Sunday, January 21, 2007

Labels

People do a lousy job when it comes to labels -- we apply them when they're not needed or even when they're unhelpful or even objectionable. And when they'd really be handy and uncontroversial, we tend, in the rush of everyday life, to forget to make the things.

Auto parts, for example. Wouldn't it be great to be able to lift up the lid and find a label -- legibly clear, bright, facing forward and right-side-up -- to that hose or gasket or pump that's demanding its immediate excision and replacement? Instead, we're usually left to the goodwill, if not mercy, of the brotherhoods of mechanics and parts store clerks with their tightly controlled access to catalogs and data bases and other mysteries of the profession.

Every once in a while it's useful to survey the insides of computers, checking to see what could or should be upgraded. Of course, somewhere in my (unlabeled) files is a stack of motherboard manuals, and I could go online and search for the information, but shouldn't it be possible to just open up the box and find a clear label identifying the make and model of a motherboard or a the speed of a graphics card slot?

I have done a better job in the the kitchen drawer with forty-some spice bottles, each with a little label on top, "galanga", "cardamom (black pods)", or "gumbo filé". No fancy taxonomy, not even alphabetization, just the names, and it's enough. However, the little cabinet with drawers full of nuts, bolts, screws, washers, hinges, and the rest does need more attention, as the lack of labels threatens to turn every minor repair job into a hardware safari.
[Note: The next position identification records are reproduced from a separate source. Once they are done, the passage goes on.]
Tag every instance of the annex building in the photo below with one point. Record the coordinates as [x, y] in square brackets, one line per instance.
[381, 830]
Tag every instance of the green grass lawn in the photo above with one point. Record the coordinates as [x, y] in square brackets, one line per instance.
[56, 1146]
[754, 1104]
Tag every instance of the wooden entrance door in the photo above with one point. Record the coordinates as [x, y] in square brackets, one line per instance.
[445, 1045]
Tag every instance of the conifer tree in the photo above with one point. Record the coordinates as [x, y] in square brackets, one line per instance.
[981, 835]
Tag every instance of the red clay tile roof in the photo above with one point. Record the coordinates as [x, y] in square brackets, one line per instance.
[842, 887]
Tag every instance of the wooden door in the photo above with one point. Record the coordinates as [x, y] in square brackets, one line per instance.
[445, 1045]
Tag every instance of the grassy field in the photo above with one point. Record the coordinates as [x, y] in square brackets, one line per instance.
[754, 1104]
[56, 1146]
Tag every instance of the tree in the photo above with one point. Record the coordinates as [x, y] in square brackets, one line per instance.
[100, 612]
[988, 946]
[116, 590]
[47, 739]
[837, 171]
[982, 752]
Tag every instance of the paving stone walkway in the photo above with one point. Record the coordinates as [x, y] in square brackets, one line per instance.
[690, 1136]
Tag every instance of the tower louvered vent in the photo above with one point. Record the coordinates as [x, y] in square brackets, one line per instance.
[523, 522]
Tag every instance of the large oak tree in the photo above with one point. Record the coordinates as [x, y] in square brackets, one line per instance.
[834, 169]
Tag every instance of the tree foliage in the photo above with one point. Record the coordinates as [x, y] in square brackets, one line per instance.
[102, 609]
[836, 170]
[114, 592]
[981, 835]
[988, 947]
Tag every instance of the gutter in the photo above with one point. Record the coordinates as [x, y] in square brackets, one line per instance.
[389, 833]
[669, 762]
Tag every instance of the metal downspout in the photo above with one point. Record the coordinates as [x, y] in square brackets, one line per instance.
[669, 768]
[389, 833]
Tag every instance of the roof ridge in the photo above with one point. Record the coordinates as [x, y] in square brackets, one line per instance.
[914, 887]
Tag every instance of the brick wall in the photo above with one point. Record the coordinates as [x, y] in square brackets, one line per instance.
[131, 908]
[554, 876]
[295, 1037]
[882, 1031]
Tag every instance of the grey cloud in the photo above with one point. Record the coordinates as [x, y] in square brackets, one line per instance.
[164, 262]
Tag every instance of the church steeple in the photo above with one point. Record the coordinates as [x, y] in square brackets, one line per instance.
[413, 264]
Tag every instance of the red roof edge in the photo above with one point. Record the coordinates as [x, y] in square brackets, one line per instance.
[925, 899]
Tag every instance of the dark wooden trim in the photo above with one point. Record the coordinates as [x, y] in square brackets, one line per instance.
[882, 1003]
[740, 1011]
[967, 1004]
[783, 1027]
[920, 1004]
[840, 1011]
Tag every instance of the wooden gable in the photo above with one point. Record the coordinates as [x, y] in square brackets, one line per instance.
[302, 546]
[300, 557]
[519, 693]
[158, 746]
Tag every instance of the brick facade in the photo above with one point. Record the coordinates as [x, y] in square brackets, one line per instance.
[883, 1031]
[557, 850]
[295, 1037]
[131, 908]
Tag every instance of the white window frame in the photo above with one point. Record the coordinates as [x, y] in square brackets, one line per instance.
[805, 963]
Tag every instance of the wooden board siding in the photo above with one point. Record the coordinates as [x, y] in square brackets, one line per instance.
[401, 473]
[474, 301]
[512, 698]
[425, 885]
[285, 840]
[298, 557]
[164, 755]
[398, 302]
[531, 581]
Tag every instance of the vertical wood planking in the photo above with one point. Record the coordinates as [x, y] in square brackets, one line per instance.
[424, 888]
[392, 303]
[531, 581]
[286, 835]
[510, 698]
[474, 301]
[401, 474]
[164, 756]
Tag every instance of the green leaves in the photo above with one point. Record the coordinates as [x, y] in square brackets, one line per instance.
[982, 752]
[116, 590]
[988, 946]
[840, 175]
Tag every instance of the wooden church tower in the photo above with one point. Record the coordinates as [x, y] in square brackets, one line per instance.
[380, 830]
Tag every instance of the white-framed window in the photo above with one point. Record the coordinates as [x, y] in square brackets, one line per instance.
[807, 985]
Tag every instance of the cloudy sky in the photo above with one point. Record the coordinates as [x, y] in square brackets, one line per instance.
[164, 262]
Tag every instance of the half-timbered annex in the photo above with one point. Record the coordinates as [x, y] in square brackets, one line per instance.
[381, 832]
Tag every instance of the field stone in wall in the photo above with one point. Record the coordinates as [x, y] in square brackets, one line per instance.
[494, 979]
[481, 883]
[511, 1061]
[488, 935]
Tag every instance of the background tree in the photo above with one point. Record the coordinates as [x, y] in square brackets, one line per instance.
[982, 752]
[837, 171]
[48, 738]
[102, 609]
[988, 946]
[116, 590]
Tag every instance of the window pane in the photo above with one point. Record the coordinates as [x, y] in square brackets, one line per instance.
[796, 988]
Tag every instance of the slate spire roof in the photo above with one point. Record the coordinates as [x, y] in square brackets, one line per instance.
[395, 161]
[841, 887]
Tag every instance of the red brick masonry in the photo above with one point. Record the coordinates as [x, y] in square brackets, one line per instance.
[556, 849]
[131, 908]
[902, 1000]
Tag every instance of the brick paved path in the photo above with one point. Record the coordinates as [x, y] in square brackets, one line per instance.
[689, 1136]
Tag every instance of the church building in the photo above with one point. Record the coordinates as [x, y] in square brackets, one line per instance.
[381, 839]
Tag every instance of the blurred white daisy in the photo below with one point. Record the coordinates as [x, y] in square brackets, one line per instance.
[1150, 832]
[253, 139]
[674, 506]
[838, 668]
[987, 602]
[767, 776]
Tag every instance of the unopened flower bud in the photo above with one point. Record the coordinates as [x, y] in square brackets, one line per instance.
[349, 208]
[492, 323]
But there are whole domains in which convenient labels are precisely what we don't need, most of them having to do with human identity: politics, or sexual preferences, or religious beliefs, certainly. Aesthetics, music. Real music can be messy and ambiguous, and the best of music is usually both. I find that the utility of a tonal analysis, for example, often reaches its maximum at precisely the point in which one cannot honestly decide between alternative descriptions.

(I've been trying for months to write an item about Sibelius's Fourth and Seventh Symphonies. But each time I try a label on for one feature or another, it vanishes, like sand between fingers. His inventions -- melodic, textural, formal -- are real and abundant, but they are always elusive, not wanting to be pinned down in one way or another. With Sibelius, it's like hit-and-run driving: you never hear anything coming, and once its gone, you're never quite sure what hit you. The only certainty is that you've been hit).

A piece of music, or a work of art, or a person: complicated, contradictory, frustratingly and joyously refusing to let any label stick. I can't imagine a better state of affairs.